Gordon had been booked for diving in the first half so this may have played on referee Stuart Attwell’s mind when he waved all appeals away but each incident should be judged on its individual merits, not recent history, and Everton were suitably astonished that the video assistant referee was not even called in to take a look. They had a cast-iron case.
To suggest this might have led to an Everton victory is quite the stretch given Liverpool’s dominance of the ball but it does not disguise the fact they had a genuine grievance.
It matters not now as the points have gone, with Everton suffering their 19th Premier League defeat in 32 games. They have never lost so many in a 38-game season and to add to the statistical wreckage, they have also lost 11 of their past 12 away games in the league, including each of their past seven. It is their worst run of consecutive away defeats since eight between April and October 1994.
All this was conducted to a predictable soundtrack of Anfield revelling in Everton’s potential demise, the chants of “going down” starting as soon as news of Burnley’s win over Wolves a little earlier filtered through.

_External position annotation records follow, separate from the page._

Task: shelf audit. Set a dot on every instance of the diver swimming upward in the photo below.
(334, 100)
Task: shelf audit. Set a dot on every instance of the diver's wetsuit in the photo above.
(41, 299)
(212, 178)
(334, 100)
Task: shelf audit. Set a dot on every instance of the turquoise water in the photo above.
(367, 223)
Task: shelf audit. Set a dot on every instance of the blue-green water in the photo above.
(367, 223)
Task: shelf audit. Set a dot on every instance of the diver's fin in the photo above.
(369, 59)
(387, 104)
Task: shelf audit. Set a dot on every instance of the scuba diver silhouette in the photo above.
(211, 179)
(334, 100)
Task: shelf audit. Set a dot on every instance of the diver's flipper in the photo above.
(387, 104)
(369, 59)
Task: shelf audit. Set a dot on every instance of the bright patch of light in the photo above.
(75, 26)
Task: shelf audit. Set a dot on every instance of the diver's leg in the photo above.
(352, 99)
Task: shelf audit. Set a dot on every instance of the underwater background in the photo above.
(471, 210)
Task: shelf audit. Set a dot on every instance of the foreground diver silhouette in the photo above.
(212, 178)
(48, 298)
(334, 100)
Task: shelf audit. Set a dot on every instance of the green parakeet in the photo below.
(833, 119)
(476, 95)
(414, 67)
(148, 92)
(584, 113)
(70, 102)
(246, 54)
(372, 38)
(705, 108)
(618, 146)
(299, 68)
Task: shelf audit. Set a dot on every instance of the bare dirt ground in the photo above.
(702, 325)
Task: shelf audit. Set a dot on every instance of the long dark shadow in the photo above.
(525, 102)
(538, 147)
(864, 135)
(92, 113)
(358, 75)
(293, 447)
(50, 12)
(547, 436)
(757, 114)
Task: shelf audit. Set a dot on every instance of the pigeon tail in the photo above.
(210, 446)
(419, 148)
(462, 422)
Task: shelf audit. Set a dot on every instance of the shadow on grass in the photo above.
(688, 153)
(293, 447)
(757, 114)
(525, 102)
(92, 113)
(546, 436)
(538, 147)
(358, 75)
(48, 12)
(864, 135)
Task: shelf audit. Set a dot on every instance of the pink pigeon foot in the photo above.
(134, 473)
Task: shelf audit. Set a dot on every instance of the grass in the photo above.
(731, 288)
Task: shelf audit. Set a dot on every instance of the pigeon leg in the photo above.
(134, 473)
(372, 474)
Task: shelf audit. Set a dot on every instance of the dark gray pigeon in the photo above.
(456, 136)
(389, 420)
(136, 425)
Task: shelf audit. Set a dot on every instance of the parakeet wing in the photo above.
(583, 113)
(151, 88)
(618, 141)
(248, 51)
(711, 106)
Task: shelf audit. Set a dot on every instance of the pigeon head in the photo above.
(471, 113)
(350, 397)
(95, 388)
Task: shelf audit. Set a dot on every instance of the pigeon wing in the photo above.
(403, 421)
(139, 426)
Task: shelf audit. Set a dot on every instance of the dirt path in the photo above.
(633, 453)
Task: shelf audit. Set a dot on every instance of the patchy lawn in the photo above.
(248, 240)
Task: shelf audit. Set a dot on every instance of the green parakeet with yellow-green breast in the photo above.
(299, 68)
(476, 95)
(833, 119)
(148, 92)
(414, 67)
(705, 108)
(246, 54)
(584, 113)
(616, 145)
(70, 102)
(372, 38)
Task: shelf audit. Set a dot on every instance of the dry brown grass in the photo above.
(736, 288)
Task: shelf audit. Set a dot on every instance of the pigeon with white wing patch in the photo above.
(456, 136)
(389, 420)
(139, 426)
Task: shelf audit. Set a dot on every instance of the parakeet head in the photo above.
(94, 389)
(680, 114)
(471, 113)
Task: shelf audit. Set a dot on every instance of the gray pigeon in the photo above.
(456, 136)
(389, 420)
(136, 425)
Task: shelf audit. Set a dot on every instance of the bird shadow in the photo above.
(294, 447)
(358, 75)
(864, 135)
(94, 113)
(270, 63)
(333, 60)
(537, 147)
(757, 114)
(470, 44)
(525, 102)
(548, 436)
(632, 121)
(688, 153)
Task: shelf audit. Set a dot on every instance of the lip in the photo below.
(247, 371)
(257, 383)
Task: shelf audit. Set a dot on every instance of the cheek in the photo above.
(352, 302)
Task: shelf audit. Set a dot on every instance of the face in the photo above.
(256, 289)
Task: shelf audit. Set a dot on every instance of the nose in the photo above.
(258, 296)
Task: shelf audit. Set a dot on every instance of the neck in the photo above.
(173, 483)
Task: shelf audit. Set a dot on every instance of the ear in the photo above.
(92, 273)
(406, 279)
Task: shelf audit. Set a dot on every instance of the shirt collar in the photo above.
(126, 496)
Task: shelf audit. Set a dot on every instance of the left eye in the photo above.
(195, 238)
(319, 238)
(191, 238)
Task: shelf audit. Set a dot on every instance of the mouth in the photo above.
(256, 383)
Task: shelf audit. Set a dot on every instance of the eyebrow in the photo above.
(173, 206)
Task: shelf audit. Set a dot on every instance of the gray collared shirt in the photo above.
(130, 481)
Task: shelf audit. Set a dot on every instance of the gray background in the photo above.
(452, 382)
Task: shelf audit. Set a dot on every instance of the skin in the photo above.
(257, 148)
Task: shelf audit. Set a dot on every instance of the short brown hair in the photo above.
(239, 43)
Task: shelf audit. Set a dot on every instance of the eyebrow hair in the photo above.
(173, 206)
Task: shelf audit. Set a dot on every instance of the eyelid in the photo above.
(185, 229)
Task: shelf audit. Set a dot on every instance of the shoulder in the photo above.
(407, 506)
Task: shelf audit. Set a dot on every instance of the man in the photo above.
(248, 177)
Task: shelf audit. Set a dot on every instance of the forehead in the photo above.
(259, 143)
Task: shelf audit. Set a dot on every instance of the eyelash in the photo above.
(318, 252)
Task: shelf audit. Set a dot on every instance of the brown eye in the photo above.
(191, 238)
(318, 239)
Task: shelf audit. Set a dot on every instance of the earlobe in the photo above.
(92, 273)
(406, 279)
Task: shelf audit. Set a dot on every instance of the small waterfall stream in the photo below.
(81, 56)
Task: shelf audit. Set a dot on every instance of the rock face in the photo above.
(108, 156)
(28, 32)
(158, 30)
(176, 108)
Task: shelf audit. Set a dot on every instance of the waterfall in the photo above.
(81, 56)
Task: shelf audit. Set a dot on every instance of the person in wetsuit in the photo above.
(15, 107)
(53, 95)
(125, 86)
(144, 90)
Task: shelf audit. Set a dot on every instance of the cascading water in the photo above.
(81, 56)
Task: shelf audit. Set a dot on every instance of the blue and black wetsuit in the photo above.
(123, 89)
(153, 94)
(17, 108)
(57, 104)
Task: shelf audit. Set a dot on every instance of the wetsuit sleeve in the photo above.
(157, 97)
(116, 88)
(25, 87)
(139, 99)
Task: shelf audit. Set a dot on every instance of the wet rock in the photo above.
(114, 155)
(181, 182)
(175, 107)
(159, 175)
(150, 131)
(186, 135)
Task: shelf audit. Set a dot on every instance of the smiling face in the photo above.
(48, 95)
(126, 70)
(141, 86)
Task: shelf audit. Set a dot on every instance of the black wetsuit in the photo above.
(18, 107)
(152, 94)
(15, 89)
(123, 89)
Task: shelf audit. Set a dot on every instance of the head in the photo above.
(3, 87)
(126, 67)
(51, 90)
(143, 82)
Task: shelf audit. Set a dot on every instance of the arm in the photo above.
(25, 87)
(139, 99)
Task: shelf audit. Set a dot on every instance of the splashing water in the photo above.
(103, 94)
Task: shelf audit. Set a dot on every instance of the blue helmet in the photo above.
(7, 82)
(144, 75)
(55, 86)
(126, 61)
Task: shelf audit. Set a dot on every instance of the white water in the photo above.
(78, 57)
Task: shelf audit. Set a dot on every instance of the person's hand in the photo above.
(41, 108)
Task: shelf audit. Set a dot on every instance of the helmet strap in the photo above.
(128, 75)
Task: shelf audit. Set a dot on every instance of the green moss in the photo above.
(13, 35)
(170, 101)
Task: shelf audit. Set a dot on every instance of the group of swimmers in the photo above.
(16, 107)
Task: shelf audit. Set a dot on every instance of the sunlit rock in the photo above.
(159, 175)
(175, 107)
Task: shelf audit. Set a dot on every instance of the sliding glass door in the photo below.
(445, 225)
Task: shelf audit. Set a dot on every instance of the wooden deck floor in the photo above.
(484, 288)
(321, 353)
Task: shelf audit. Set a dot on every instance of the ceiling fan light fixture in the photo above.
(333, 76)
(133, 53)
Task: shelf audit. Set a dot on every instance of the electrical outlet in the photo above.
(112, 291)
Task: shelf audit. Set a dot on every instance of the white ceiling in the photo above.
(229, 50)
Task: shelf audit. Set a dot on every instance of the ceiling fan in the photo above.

It was repeated throughout, along with regular songs in praise of former Liverpool manager Rafael Benitez, who played a brief part in Everton’s dismal season before he was sacked in January after less than seven months in charge.
And, with victory assured, came the final wounding chant of “this is your last trip to Anfield”.
This was a grim, tortuous experience for Everton once the Kop were confident nothing would go wrong.
Everton can take solace in how they made Liverpool fight for their win, how they gave the Anfield crowd some very anxious moments, how the emerging talent of Gordon occasionally tormented Liverpool with his pace and control.
And yet Everton lost. Again.
This epic tale of football mismanagement from owner Farhad Moshiri and a somewhat self-congratulatory board of directors who have got so much wrong could now be heading towards the nightmare conclusion.
It takes some doing to arrive at Everton, as Moshiri did in February 2016, to set course for the stars, then spend £500m on making the team markedly inferior while heading shamefully in the other direction towards the Championship.
And yet this is exactly what Moshiri and Everton’s board have presided over.
If they were to go down, it would represent one of the game’s most colossal, expensive failures and the list of culprits would have to start with Moshiri and those in the boardroom.
This is hardly Lampard’s responsibility as so much damage was self-inflicted by Everton before he was appointed in January but no-one can escape the fact he has not been able to get the requisite results since replacing Benitez.
Lampard has now taken charge of 12 league games, losing eight and winning only three.
This simply must improve in the closing weeks of the season or Everton are doomed to the drop.
If they produce the same level of resolve as they did at Anfield before being overcome by one of the best sides in Europe, then they have a chance.
The big question is: can they be relied upon to repeat it with tough games coming up at home to Chelsea then at Leicester City?
Their prospects have not been helped by the late twist to the season’s storyline at Burnley, whose heavily criticised decision – yes, criticised here as well – to sack Sean Dyche suddenly does not look quite so daft after all as the Clarets have picked up seven points from three games under caretaker Mike Jackson.
Burnley have momentum. It is a vital commodity at this stage of the season. Everton need to find it and they are leaving it very late.
Even their midweek draw at home to Leicester City, a point earned by Richarlison’s stoppage-time goal, was a “better-than-nothing” result rather than a good one.
Gallant defeats are no good to this great old English football institution now. Everton need wins.
The fat lady, to misquote the old saying, may not be singing but she is certainly clearing her throat.